CHICAGO, Sept 30, 2018 (BSS/AFP) – Pioneering Chicago bluesman Otis Rush, whose influence spread far into the world of rock ‘n’ roll, died on Saturday, his wife Masaki Rush announced on the musician’s website.
“Mr Rush, one of the most influential Chicago blues artists of all time, passed away due to complications from a stroke which he initially suffered in 2003,” his wife said.
Rush was 83.
The website, featuring a picture of him wearing a Stetson as he concentrated on coaxing his trademark sounds from a guitar, said he was an architect of the Chicago “West Side Sound”.
It described a “slashing, amplified jazz-influenced guitar” style and “high-strained passionate vocals”.
Among the rockers later influenced by his sound were Eric Clapton, Stevie Ray Vaughan and Led Zeppelin, who recorded a version of Rush’s breakthrough 1956 hit, “I Can’t Quit You Baby”.
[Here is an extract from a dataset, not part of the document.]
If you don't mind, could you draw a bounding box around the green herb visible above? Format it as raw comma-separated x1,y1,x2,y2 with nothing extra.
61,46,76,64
That song set the tone for what followed — “heart-rending blues that sometimes brought audiences to tears”, said the Mississippi Blues Trail, a project of the state’s Blues Commission.
It said Rush grew up in a poor sharecropping family and experienced hardships that later shaped his music.
Learning to play on his brother’s guitar, he taught himself an unorthodox method, left-handed and with the instrument upside down, which gave rise to his distinctive style.
After visiting Chicago and gaining inspiration from Muddy Waters, Rush moved to the city and “developed a more modern, original approach that made him one of the most exciting talents in the blues world”, the Blues Trail wrote.
“The blues form reached both artistic and emotional peaks in the works of Otis Rush,” it said.
Rolling Stone listed him as 53 on its list of the 100 greatest guitarists, likening him to “a gunslinging cross of Muddy Waters and B.B. King — as well as a knockout songwriter”.
The New York Times called Rush “a richly emotive singer and a guitarist of great skill and imagination”.
It said he “was in the vanguard of a small circle of late-1950s innovators, including Buddy Guy and Magic Sam, whose music, steeped in R&B, heralded a new era for Chicago blues.”